Upon his departure as secretary of defense, none other than Washington's latest living legend Robert Gates cautioned those he was leaving behind to cherish and nurture bipartisanship. "When we have been successful in national security and foreign affairs, it has been because there has been bipartisan support." To drive the point home, he added: "No major international problem can be solved on one president's watch. And so, unless it has bipartisan support, unless it can be extended over a period of time, the risks of failure [are] high."
Contrary to Gates's Holy Grail sentiments and to most homilies to bipartisanship, Dean Acheson tagged the practice a "magnificent fraud." As President Truman's secretary of state and thus one of its earliest practitioners, he knew of what he spoke. In a 1971 interview at the Truman Library, Acheson offered a taste of his usual rough-and-tumble candor:
The question, who is it bad for, and who is it good for, is what you ought to put your mind on. . . . No, I wouldn't be too serious about bipartisanship. It's a great myth that ought to be fostered. And don't bring too damn much scholarship to bear on it. You'll prove it out of existence if you're not careful.

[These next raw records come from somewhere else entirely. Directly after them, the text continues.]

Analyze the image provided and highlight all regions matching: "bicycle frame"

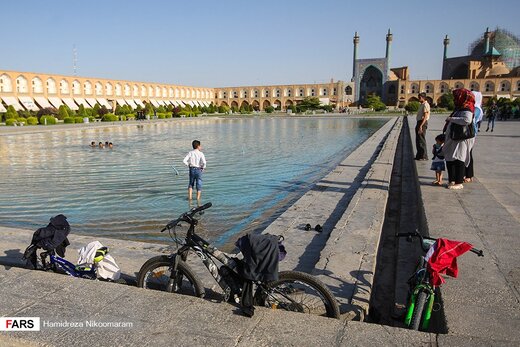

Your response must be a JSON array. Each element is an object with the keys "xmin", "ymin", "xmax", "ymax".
[
  {"xmin": 41, "ymin": 251, "xmax": 97, "ymax": 279},
  {"xmin": 168, "ymin": 219, "xmax": 241, "ymax": 301}
]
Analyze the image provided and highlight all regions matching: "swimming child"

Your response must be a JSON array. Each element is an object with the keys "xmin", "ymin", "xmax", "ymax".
[
  {"xmin": 182, "ymin": 140, "xmax": 206, "ymax": 201},
  {"xmin": 90, "ymin": 141, "xmax": 96, "ymax": 147},
  {"xmin": 98, "ymin": 142, "xmax": 105, "ymax": 149},
  {"xmin": 431, "ymin": 134, "xmax": 445, "ymax": 186}
]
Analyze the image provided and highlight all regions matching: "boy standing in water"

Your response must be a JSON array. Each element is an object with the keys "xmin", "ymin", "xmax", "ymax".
[{"xmin": 183, "ymin": 140, "xmax": 206, "ymax": 201}]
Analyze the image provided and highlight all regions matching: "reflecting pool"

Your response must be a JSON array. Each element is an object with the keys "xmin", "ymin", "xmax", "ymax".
[{"xmin": 0, "ymin": 116, "xmax": 387, "ymax": 245}]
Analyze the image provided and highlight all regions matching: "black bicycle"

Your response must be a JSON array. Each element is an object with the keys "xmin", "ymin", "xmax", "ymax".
[{"xmin": 137, "ymin": 202, "xmax": 340, "ymax": 319}]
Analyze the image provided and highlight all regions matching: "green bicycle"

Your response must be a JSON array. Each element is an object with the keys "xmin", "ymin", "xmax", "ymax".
[{"xmin": 396, "ymin": 232, "xmax": 484, "ymax": 331}]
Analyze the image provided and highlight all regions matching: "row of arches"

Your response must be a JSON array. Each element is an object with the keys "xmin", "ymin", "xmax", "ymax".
[
  {"xmin": 0, "ymin": 74, "xmax": 212, "ymax": 99},
  {"xmin": 404, "ymin": 80, "xmax": 520, "ymax": 95},
  {"xmin": 217, "ymin": 87, "xmax": 338, "ymax": 99},
  {"xmin": 219, "ymin": 99, "xmax": 299, "ymax": 110}
]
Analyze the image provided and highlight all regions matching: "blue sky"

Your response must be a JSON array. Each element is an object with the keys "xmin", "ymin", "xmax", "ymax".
[{"xmin": 1, "ymin": 0, "xmax": 519, "ymax": 87}]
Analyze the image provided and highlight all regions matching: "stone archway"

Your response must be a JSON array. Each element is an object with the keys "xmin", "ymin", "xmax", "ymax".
[
  {"xmin": 359, "ymin": 65, "xmax": 383, "ymax": 105},
  {"xmin": 285, "ymin": 99, "xmax": 293, "ymax": 109},
  {"xmin": 273, "ymin": 100, "xmax": 282, "ymax": 109},
  {"xmin": 262, "ymin": 100, "xmax": 271, "ymax": 110},
  {"xmin": 251, "ymin": 100, "xmax": 260, "ymax": 111},
  {"xmin": 240, "ymin": 100, "xmax": 249, "ymax": 110},
  {"xmin": 220, "ymin": 101, "xmax": 229, "ymax": 107}
]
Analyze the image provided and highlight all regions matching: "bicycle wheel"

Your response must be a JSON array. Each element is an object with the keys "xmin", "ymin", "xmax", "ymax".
[
  {"xmin": 262, "ymin": 271, "xmax": 340, "ymax": 319},
  {"xmin": 410, "ymin": 290, "xmax": 428, "ymax": 330},
  {"xmin": 137, "ymin": 255, "xmax": 205, "ymax": 298}
]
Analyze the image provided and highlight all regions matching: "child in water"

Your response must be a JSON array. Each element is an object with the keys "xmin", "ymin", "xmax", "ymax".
[
  {"xmin": 183, "ymin": 140, "xmax": 206, "ymax": 201},
  {"xmin": 431, "ymin": 134, "xmax": 445, "ymax": 186}
]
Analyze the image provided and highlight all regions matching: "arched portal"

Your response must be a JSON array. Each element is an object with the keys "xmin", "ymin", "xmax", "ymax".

The intent here is not to slaughter the sacred cow, but to reduce its high-flying levitation, thereby giving its Washington worshippers a better view of when bipartisanship might be useful and harmful—and to whom. Presidents seek bipartisanship to tamp down domestic critics and to convince foreign leaders that they cannot outlast or undermine presidential policies—as happened with Hanoi during the Vietnam War, Moscow during arms-control talks of the Cold War and the Taliban in the current war in Afghanistan. But in these and many other cases, bipartisan backing at home has too often been purchased at the price of good policy abroad.